Justice, Peace and Finger-Pointing

10 July 2014, 0019 EDT

This is a guest post by Ari Kohen, Associate Professor of Political Science at University of Nebraska-Lincoln.  He blogs at Running Chicken and tweets @kohenari

palestineAs I write this, Twitter and Facebook inform me that air raid sirens are going off in Jerusalem and Tel Aviv, as well as several cities and towns closer to the Gaza Strip, while Israeli forces have launched air strikes against Gaza and are considering the mobilization of as many as 40,000 reservists for a possible ground incursion. The numbers of dead, wounded, and terrorized are mounting.

This most recent escalation comes on the heels of the kidnapping and murder of three Israeli teens in the West Bank, and also the official and unofficial retaliation by both the Israeli government and a small group of Jewish extremists. But while this is the proximate cause, the truth is that this week’s bloodshed and terror is rooted in the simmering hatred, prejudice, and distrust that has characterized the peace process almost since its inception.

While leaders have in the past at least made a pretense of working toward the goals set out way back in the 1990s, the Israeli government under Netanyahu and the deeply-divided Palestinian leadership have both made clear their unwillingness to compromise. Decades of occupation, radicalism, and foot-dragging have brought us to the point where leaders and citizens now find themselves, committed to verbally endorsing a peace process that has no chance of ever turning into actual peace. At the very least, peace would require an end to – rather than the continued expansion of – Israeli settlements in the West Bank, just as it would require Hamas and its supporters to unequivocally give up on the dream of a map of the region that doesn’t include Israel. But peace would also require giving up on the idea that justice is bound up with affixing blame and with retaliation, giving up on the whole ridiculous notion that everything will be sorted out properly once everyone finally understands whose fault it all really is. And this is where we might have the most trouble of all, because partisans of one side or the other persist in proclaiming the obvious justice of their cause and the utter inhumanity of the other. Even as I write this, I’m well aware that I’ll be called a Zionist apologist and warmonger because I haven’t properly situated all of the violence within the proper context of Israel’s colonialist and militarist oppression of the Palestinian people. And, just as certain, I’ll be called a self-hating Jew or a hopeless relativist because I’m blaming Israel for defending herself against those who seek her utter destruction and drawing false equivalencies between the generally good Israelis and the generally evil Palestinians.

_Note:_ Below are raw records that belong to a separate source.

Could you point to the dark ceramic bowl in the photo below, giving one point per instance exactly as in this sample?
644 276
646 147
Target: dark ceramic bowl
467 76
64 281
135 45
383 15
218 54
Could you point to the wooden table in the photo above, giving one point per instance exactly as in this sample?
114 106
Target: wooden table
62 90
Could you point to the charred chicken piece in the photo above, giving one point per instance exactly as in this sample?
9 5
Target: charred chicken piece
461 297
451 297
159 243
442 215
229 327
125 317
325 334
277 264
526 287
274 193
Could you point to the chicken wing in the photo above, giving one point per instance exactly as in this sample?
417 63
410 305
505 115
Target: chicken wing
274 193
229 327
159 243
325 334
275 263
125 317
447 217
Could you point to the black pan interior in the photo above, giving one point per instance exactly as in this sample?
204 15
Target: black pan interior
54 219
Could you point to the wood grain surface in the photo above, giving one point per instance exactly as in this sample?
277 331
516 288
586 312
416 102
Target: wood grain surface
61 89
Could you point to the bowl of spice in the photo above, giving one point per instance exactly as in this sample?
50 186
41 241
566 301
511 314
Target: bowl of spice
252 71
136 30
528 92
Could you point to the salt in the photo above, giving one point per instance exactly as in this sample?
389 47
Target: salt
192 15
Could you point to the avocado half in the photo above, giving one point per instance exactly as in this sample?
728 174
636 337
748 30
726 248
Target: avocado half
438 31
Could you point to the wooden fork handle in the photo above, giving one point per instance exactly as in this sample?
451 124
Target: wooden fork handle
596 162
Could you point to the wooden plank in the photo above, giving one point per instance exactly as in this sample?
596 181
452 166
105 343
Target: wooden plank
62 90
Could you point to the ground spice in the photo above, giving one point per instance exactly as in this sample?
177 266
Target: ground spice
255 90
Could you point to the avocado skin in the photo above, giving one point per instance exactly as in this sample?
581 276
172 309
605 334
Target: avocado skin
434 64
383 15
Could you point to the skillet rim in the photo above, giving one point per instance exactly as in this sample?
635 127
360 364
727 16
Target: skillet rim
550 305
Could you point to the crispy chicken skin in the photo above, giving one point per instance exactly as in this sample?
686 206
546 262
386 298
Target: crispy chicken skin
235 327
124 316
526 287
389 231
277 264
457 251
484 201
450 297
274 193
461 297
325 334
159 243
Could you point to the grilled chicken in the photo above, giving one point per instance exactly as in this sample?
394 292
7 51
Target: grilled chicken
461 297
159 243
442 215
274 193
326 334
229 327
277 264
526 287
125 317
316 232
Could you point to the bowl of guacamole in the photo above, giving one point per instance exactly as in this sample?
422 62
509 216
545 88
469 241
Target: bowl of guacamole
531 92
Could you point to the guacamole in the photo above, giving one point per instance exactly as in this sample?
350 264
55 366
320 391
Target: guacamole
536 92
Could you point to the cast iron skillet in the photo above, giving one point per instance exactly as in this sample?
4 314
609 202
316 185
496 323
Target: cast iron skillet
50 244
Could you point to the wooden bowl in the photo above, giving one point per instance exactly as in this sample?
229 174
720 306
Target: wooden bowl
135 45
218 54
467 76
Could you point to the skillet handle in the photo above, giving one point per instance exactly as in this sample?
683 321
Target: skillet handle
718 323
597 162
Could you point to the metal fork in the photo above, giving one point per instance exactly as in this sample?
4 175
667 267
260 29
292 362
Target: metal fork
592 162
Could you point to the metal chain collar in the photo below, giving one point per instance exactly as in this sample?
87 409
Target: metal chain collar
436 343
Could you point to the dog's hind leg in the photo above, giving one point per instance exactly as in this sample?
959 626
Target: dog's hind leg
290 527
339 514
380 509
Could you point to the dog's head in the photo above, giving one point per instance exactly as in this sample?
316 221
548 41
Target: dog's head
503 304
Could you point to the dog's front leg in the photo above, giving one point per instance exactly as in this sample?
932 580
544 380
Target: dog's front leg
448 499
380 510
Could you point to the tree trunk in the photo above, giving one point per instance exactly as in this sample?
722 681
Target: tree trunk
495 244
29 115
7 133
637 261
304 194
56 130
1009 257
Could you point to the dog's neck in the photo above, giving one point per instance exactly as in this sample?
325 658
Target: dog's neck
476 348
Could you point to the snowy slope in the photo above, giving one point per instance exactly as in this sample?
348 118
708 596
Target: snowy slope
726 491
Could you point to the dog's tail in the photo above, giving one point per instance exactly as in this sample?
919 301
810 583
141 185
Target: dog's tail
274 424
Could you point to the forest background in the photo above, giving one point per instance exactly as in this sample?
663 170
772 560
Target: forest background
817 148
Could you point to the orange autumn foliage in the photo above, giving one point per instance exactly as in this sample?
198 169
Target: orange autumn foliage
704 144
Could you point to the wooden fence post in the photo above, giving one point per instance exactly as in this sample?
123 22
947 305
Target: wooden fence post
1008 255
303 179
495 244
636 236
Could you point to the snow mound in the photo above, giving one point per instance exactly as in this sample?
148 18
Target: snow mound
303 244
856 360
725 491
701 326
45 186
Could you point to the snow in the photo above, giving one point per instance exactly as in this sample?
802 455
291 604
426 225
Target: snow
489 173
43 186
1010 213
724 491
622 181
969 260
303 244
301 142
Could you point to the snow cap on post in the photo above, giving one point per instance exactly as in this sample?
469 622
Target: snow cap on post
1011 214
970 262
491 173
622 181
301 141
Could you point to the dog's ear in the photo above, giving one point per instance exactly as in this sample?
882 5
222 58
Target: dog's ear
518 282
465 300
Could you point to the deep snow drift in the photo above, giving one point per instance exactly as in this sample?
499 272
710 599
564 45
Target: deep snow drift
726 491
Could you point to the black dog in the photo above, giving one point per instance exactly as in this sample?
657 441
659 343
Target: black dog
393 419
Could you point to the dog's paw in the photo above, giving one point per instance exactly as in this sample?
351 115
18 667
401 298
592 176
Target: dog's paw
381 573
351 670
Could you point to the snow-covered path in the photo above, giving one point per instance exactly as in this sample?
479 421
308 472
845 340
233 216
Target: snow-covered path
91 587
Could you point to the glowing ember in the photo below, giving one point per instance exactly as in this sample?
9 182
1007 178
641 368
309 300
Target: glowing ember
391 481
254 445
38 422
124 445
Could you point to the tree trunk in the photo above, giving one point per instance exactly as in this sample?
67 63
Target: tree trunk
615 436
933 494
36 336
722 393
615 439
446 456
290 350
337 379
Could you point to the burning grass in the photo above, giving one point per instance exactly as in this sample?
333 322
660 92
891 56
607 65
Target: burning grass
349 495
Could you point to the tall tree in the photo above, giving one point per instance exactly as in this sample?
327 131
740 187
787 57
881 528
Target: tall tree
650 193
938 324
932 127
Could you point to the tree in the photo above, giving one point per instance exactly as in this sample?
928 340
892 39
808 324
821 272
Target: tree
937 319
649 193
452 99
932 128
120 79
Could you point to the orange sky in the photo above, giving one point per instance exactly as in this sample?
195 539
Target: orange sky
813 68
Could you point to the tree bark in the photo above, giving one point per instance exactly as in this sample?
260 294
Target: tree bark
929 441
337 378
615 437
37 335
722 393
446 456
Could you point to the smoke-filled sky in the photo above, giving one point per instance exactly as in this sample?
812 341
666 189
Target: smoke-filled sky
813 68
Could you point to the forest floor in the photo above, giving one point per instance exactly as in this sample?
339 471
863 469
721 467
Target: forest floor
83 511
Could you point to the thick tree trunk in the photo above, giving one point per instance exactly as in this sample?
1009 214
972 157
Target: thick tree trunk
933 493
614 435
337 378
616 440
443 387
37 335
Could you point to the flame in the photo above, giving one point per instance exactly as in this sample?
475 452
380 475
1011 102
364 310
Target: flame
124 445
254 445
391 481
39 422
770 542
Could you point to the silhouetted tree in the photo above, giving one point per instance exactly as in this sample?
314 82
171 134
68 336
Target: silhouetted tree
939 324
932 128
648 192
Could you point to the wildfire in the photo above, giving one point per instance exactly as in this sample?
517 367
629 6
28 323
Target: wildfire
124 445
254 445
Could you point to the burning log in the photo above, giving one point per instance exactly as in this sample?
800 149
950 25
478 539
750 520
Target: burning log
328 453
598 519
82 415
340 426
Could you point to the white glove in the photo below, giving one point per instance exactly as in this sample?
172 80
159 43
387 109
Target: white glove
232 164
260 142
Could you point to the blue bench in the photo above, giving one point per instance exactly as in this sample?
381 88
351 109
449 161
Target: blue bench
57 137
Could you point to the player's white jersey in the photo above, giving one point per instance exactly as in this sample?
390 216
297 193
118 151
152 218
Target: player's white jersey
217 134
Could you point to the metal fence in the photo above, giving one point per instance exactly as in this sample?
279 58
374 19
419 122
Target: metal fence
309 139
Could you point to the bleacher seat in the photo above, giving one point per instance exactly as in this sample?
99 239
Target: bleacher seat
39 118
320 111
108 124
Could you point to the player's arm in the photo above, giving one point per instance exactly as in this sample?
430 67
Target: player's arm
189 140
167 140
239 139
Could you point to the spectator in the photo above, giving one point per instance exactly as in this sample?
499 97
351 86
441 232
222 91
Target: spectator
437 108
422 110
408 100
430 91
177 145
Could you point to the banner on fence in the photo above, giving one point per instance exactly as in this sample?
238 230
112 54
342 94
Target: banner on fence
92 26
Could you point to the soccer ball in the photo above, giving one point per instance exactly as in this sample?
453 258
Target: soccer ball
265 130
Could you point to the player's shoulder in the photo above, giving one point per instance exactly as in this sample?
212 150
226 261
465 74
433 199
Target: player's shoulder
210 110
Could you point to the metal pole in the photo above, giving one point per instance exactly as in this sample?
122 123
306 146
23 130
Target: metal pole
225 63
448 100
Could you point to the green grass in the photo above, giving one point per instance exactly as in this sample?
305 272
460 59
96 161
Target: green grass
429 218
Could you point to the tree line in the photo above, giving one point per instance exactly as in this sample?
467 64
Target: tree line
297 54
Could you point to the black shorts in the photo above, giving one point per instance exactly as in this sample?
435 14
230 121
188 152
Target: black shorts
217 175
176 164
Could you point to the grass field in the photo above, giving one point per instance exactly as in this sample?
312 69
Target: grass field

“In Israel, those who kill Palestinians are apprehended and punished; the Palestinians hide the murderers of Jews and celebrate the murders.”

“It’s too bad what happened to those Jewish boys, but they shouldn’t even have been in Palestine in the first place; what happened is the end result of the Israeli occupation and the treatment of Palestinians.”

Would it help if the Israelis stopped building in the West Bank and reached an agreement about the borders of an independent Palestinian state? Of course it would. And would it help if Hamas stopped shooting rockets at Israel and gave up on the idea that Israel might some day vanish from the face of the Earth? Absolutely. But it’s also necessary for everyone who feels connected to this conflict to turn away from the fiction of the purity of one’s own cause and the historical blame game that goes hand in hand with it. Because until it’s less important to point fingers at the people responsible for the previous atrocity than it is to ensure that there is no next atrocity, we’ll just keep perpetuating the same violence we’ve seen for decades.